Single particle 2D Electron crystallography for membrane protein structure determination

Proteins embedded into or attached to the cellular membrane perform crucial biological functions.
Despite such importance, they remain among the most challenging targets of structural biology.
Dedicated methods for membrane protein structure determination have been devised since decades, however with only partial success if compared to soluble proteins.
One of these methods is 2D electron crystallography, in which the proteins are periodically arranged into a lipid bilayer.
Using transmission electron microscopy to acquire projection images of samples containing such 2D crystals, which are embedded into a thin vitreous ice layer for radiation protection (cryo-EM), computer algorithms can be used to generate a 3D reconstruction of the protein.
Unfortunately, in nearly every case, the 2D crystals are not flat and ordered enough to yield high-resolution reconstructions.

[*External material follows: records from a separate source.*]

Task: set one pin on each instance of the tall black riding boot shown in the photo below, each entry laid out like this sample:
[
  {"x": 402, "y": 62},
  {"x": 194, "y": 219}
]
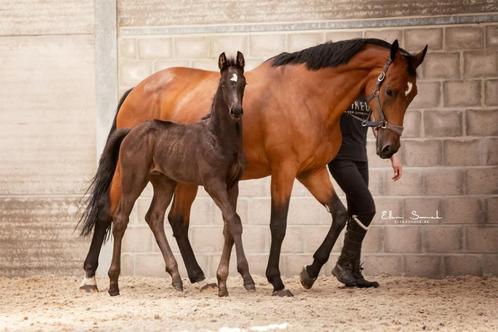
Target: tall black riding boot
[{"x": 344, "y": 270}]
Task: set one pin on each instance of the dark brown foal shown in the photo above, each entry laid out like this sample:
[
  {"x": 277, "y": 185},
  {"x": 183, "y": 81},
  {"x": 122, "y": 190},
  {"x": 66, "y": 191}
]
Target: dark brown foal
[{"x": 207, "y": 153}]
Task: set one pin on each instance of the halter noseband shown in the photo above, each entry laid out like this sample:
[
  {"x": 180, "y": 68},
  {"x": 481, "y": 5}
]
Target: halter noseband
[{"x": 382, "y": 122}]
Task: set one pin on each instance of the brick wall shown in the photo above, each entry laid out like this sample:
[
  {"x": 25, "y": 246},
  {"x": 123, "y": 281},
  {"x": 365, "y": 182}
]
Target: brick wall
[
  {"x": 449, "y": 153},
  {"x": 47, "y": 141}
]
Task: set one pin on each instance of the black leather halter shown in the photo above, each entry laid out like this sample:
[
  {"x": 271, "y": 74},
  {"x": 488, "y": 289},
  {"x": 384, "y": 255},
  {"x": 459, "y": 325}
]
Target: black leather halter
[{"x": 382, "y": 122}]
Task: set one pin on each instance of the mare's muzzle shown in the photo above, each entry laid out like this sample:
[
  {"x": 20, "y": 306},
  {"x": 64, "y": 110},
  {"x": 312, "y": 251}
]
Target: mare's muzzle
[{"x": 236, "y": 112}]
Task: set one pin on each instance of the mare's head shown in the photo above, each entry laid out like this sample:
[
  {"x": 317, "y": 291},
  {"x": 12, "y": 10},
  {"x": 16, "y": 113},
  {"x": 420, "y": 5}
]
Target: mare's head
[
  {"x": 389, "y": 95},
  {"x": 232, "y": 83}
]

Single particle analysis, on the other hand, is a technique that aligns projections of proteins isolated in solution in order to obtain a 3D reconstruction with a high success rate in terms of high resolution structures.
In this thesis, we couple 2D crystal data processing with single particle analysis algorithms in order to perform a local correction of crystal distortions.
We show that this approach not only allows reconstructions of much higher resolution than expected from the diffraction patterns obtained, but also reveals the existence of conformational heterogeneity within the 2D crystals.
This structural variability can be linked to protein function, providing novel mechanistic insights and an explanation for why 2D crystals do not diffract to high resolution, in general.
We present the computational methods that enable this hybrid approach, as well as other tools that aid several steps of cryo-EM data processing, from storage to postprocessing.